“ASUU rejects FG’s loan scheme for tertiary staff, citing mounting debt crises.”
The Academic Staff Union of Universities (ASUU) has boldly turned down the Federal Government’s newly introduced Tertiary Institutions Staff Support Fund (TISSF)—an interest-free loan initiative intended to support academic and non-academic staff nationwide. ASUU contends that the scheme would push already indebted educators deeper into financial crisis.
At a press briefing held at the union’s Jos secretariat, ASUU National President Professor Christopher Piwuna denounced the program as a “poison chalice”, cautioning members against participation. “Our members are already deep in debt. What we need is the renegotiation of our 2009 agreement to improve salaries—not more loans,” he stressed.
According to Daily Trust Piwuna also revealed that government owes lecturers 3½ months of backlogged salaries.
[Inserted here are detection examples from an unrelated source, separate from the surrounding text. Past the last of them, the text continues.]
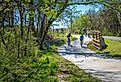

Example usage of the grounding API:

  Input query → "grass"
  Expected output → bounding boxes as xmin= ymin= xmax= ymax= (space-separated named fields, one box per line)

xmin=54 ymin=55 xmax=99 ymax=82
xmin=0 ymin=32 xmax=99 ymax=82
xmin=88 ymin=40 xmax=121 ymax=57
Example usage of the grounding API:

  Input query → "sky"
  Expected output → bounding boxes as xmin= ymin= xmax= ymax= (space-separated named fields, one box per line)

xmin=54 ymin=5 xmax=102 ymax=29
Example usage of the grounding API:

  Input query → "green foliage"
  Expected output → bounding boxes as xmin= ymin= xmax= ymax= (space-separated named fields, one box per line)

xmin=72 ymin=15 xmax=89 ymax=33
xmin=0 ymin=28 xmax=58 ymax=82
He called on the government to use funds allocated for the loan scheme to settle these arrears instead. “Members are advised to stay away from the loan and focus on legitimate entitlements because it is a bait,” he added.
Beyond rejecting the loan, ASUU demanded that the moratorium on the creation of new universities be extended to include private institutions—highlighting concerns that unchecked expansion is degrading academic quality across Nigerian universities.
Further amplifying tensions, ASUU has warned of potential industrial action if the government fails to agree to its demands ahead of a scheduled meeting on August 28, 2025. The union wants urgent attention to issues such as the 2009 renegotiated agreement, university funding, institutional autonomy, and the release of unpaid salaries.